Aim: Improvement of treatment results for neuroblastoma (NB) has been achieved during recent years, especially by intensifying therapy for advanced NB. Surgery, however, has not contributed very much to this progress and there is still controversy regarding the best approach for high-risk NB. We therefore attempted to find criteria for a differentiated strategy for tumour resection in NB.
Methods: We retrospectively analysed the data of 2251 NB patients treated in the German Cooperative NB Studies NB79 - NB97 (1979 - 1999) including patients' age, tumour stage, MYCN oncogene status, surgical intervention, completeness of resection, surgical complications and outcome.
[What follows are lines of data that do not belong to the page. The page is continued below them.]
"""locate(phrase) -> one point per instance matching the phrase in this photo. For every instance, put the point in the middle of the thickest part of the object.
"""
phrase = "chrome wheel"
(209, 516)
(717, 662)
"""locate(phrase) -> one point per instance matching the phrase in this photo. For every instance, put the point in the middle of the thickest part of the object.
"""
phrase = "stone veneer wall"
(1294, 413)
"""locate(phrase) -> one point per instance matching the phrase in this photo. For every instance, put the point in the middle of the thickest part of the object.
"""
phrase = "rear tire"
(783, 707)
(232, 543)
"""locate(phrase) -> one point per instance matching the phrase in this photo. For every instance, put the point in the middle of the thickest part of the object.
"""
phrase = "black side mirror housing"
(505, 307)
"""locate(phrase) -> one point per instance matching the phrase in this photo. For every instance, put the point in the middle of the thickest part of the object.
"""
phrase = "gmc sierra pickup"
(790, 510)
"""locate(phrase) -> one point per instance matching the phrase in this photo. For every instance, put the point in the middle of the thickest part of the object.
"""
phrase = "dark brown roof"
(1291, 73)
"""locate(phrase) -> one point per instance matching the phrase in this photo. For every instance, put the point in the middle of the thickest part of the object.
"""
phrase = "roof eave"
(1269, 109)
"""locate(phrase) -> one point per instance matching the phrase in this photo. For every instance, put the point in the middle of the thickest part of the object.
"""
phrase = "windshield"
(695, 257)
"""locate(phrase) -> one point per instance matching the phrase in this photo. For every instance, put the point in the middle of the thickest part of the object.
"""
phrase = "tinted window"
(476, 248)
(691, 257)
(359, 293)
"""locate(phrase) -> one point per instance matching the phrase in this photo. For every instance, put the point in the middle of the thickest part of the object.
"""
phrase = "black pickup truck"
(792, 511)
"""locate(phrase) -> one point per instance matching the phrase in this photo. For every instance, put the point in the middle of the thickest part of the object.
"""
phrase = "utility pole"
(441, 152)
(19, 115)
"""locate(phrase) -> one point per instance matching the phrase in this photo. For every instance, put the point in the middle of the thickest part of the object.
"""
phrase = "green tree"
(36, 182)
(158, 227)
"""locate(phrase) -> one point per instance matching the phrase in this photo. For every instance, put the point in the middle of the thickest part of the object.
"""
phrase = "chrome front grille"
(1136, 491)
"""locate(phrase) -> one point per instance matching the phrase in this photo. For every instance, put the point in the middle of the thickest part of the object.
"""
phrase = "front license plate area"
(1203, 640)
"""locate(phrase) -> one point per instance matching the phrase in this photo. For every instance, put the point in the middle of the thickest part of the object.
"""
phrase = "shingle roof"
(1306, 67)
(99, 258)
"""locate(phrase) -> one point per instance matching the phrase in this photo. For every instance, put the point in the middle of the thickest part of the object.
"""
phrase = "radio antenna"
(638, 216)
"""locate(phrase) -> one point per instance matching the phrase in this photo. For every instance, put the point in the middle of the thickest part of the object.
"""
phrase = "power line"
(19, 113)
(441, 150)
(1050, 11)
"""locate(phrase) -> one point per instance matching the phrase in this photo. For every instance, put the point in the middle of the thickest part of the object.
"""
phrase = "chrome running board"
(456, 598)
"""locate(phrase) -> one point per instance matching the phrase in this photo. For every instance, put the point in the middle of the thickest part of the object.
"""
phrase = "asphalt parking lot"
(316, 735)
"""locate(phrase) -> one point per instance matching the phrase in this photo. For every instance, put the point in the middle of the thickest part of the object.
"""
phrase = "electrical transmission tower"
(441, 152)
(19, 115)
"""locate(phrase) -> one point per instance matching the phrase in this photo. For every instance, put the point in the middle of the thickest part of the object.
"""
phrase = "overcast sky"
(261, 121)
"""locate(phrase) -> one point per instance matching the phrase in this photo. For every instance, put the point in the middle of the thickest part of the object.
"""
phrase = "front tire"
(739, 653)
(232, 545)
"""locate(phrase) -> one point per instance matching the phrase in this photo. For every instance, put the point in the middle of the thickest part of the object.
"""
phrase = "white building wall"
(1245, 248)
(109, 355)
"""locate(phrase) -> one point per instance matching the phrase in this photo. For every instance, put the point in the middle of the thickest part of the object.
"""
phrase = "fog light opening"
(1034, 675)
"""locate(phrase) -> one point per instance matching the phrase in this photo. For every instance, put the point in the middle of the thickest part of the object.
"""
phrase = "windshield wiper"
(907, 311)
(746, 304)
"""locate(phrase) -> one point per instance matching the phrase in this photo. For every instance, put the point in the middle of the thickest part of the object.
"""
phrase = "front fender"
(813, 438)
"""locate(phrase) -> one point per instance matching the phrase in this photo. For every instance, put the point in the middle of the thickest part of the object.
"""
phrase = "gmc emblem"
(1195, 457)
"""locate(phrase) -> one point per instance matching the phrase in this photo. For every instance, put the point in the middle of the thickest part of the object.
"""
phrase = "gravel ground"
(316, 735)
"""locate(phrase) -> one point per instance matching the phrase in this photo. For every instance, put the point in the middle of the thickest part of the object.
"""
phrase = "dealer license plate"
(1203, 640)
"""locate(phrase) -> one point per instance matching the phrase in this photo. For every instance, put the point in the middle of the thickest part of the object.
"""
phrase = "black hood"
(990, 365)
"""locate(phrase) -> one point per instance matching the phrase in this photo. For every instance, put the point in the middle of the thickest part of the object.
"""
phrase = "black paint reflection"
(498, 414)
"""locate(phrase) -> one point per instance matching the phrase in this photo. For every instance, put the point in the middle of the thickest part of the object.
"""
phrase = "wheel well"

Results: 1148 patients had a localised NB (stage 1 - 3), 878 had stage 4, and 225 had stage 4 S disease. 2112 patients underwent surgery. Tumour resection as the final result of primary or delayed operation was complete in 1403 (66.4 %), incomplete in 449 (21.3 %), and only a biopsy was carried out in 260 (12.3 %) cases. Complete resection was performed most often in localised NB (73.5 %), less often in stage 4 NB (59.2 %) and in stage 4 S (54.5 %). Clinically relevant complications occurred in 19.2 % of all operations independent of the time of resection during treatment, patients' age, tumour stage, tumour site and MYCN status. For 1787 patients from the studies NB79 - NB90 the probability of 5-year event-free survival (EFS) could be analysed and correlated with surgical radicality. In localised NB of patients aged > 1 year there was a significant difference in 5-year EFS between complete, incomplete, and no substantial resection ( P < 0.0001), while this was not the case in infants < 1 year. In the early study period (NB79 - NB85) patients with stage 4 NB had a significantly better 5-year EFS after complete excision of the primary tumour. In contrast, this difference was not confirmed during the later period (NB90) with intensified drug therapy. Timing of surgery did not influence prognosis. For infants with stage 4 S NB there was no difference in outcome after complete or incomplete resection of the primary tumour. MYCN status did not alter the significant relevance of tumour resection for outcome in localised NB. In contrast to MYCN non-amplified stage 4 NB, however, stage 4 NB with MYCN amplification had a significantly better outcome if the primary tumour could be completely or incompletely resected, compared to a biopsy only.
Conclusions: Radical tumour resections with the risk of surgical complications are only justified in children > 1 year with a localised NB. In stage 4 NB, the primary tumour may be resected during intensive multimodal treatment without risky complications. Complete or incomplete resection of the primary tumour improves prognosis only in MYCN-amplified stage 4 NB. Stage 4 S NB with non-amplified MYCN are subject to spontaneous regression; a resection after chemotherapy may be indicated in cases of non-sufficient regression or growth of the primary tumour.